While most scholars received the first part of "Ex Corde Ecclesiae" sympathetically and gratefully, they met the second part with difficulties. Degree of obstacles depend on the situation encountered in different political and cultural systems throughout the world. In the present context of Vietnam, the most relevant question for us seems to be: how can the idea of "Ex Corde Ecclesiae" serve as an orientation for research on Vietnamese culture in general, and as in this paper, for folk culture in particular?

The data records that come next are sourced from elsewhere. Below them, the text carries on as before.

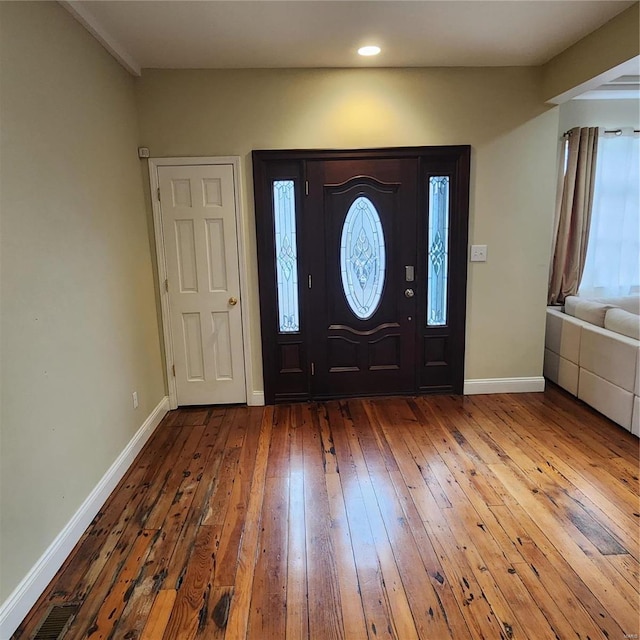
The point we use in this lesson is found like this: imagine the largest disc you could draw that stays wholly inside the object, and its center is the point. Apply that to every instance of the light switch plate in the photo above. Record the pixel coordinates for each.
(478, 253)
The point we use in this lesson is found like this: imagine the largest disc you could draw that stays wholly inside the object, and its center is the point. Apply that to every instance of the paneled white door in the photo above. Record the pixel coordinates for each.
(198, 207)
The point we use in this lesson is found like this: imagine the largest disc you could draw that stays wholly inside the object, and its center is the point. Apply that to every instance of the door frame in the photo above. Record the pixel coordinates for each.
(293, 165)
(161, 264)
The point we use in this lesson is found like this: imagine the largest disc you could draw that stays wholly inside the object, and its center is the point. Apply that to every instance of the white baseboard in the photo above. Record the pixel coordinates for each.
(14, 609)
(256, 399)
(503, 385)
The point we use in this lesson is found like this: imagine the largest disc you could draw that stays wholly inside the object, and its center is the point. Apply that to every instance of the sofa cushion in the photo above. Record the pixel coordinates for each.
(587, 310)
(623, 322)
(563, 335)
(628, 303)
(609, 355)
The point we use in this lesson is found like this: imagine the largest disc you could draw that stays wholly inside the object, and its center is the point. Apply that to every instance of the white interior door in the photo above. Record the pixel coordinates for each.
(198, 207)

Folklore means folk learning: it comprehends all knowledge that is transmitted by word of mouth and all crafts and techniques that are learned by imitation or example, as well as the products of those crafts. In primitive, non-literate societies folklore is virtually identified with culture as such. In literate societies folklore is a section of culture. This part of culture could be a lower underlying phenomenon, where daily life of a folk is controlled and subdued by a dictating power. It is, however, not destroyed, but wrestles for survival and waits for its opportune time for active flourishing. There is a passive resistance of Vietnamese folklore, living in folk culture both through non-written and written ways, during the foreign domination or local dictatorship. Folk culture includes folk art, folk crafts and folk tools which are very important for the reconstruction of folk culture, when this is no longer directly reachable. Such are the precious artifacts discovered by French archaeologists in the 1930-1950s in Vietnam. Folklore is carried on effectively by verbal transmission, i.e, folk tales, legends, myths, proverbs, riddles, poetry rooted in the wisdom of a folk, orally transmitted and becoming a popular treasure for future generations. This is a very significant treasure for Vietnamese culture because Vietnam acquired very lately its script in a simple and easily accessible way. Of course, there is often also the case of folklore and erudite documents intermingling and supplementing with each other, in order to express the spirit of a folk in its own special way. Folklore is culminated in a living way, expressed as custom, belief, custom, recipes, music, dance and games. These are the most evident phenomena of folk culture, through which it manifests its underlying source of life. In short, in order to know folk culture, it is necessary to come in contact, directly or indirectly, with its data. Then it is necessary to find out its common codes so that a sound reconstruction can be made. The words of Claude Levi-Strauss may help us in approaching a folk culture: "Contra the theoretician, the observer should always have the last word, and against the observe, the native. Finally, behind the rationalized interpretations of the native…one [must] look for the 'unconscious categories' which… are determinants 'in magic, as in religion, as in linguistics'".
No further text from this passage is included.